João Cox (Claro) e Milton Pereira (Serasa) falam sobre o
importante papel do RH para o crescimento de suas empresas

Existe um item de suma importância que os gestores fazem questão de frisar: cultura organizacional. Saber como propor e fundamentá-la para seus colaboradores é o que trará resultados na aquisição, retenção e consolidação da marca e de seus clientes.

Para Milton Pereira, da Serasa, o cuidado com o cliente interno e externo no que se refere à satisfação e qualidade no atendimento, passa pelo setor de Recursos Humanos, área responsável pelo desenvolvimento de práticas facilitadoras para esses processos.

Algumas dessas práticas aplicadas no Serasa são:

•  Adequação: perfil x papel nos processos seletivo e de treinamento;

•  Pesquisas de satisfação e atendimento. CRM, indicadores, postura, etc.;

•  Processos de relacionamento;

•  Mapeamento de competências, potencial e desempenho;

•  Sensibilização da empresa;

•  Semana do cliente, semana do atendimento, etc.;

•  Preparação das lideranças;

•  Gerentes de conta;

•  Gerentes de produto;

•  Brainstorming;

•  Integração de terceiros e consultores;

•  Clima interno, relacionamento interpessoal;

•  Educação e treinamento: valores e atitudes (cortesia, respeito, prontidão, predisposição);

•  Preocupação com o cliente desde o acesso ao prédio;

•  Treinamento de reclamações;

•  Com atendimento: valor para todos, ser humano fazendo a diferença;

•  Educação, preparo, informação correta, acompanhamento, pró-atividade;

•  Tirar a área comercial do isolamento, sintonizar “mídias e relacionamento” com estratégia e cultura.


“Essas são ações que irão garantir a capacidade de construir um produto”, acrescenta Milton.

Para João Cox, presidente da Claro, é evidente no cenário atual é que as pessoas estão exigindo um trabalho mais bem feito. A prestação de serviços precisa ter diversos valores agregados, porque o consumidor está aprendendo a cobrar.
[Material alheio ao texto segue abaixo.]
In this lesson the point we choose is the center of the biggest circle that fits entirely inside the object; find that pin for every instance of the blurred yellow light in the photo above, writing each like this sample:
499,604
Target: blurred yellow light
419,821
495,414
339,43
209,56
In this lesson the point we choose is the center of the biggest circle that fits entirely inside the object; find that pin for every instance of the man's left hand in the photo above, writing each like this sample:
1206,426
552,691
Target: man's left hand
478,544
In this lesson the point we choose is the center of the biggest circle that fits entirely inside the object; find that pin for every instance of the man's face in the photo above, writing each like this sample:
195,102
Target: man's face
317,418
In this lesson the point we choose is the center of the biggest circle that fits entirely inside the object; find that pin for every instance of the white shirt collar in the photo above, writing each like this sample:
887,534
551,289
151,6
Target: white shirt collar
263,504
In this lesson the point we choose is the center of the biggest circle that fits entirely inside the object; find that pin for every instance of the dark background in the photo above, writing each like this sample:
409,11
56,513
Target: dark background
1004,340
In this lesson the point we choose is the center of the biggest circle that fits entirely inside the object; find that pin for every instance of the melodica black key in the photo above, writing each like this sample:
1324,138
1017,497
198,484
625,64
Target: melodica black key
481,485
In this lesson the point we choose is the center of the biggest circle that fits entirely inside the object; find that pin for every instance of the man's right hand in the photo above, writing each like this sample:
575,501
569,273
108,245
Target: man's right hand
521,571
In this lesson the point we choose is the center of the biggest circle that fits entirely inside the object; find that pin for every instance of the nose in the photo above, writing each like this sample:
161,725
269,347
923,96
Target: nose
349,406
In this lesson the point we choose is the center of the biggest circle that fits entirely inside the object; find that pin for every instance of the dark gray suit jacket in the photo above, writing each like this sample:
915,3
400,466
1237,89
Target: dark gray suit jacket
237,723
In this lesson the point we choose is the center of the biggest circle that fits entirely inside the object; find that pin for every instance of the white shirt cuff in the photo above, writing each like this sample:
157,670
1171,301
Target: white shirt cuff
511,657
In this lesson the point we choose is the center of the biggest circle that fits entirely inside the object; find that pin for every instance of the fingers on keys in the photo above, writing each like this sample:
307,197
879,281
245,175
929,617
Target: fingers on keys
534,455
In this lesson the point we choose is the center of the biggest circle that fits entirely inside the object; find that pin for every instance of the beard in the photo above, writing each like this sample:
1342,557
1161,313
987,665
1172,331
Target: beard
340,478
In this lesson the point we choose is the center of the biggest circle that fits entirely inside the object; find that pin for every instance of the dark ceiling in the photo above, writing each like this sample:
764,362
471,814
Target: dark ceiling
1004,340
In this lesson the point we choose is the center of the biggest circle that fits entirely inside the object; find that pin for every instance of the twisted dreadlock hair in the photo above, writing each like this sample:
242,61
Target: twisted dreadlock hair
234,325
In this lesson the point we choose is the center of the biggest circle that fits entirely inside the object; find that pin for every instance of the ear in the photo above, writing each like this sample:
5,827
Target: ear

E para lidar com essa nova realidade o presidente fundamenta as ações da empresa na criação de valores. “Uma empresa tem que ter valores únicos, não quer dizer que eu quero que todos pensem de forma igual e analógica, mas quero que todos falem, sim, a mesma língua”.

Sobre a sobrevivência das empresas atualmente, Cox aposta na construção de uma imagem adequada pela produtividade e liquidez. “Ela cresce através da formação de patrimônio econômico e humano. Formados por empresários que estão capacitados em inovar para servir cada vez com mais eficiência e eficácia”, explica.

Para a Claro, responsabilidade deve estar presente nas relações com seus clientes, colegas de trabalho, sociedade e meio ambiente.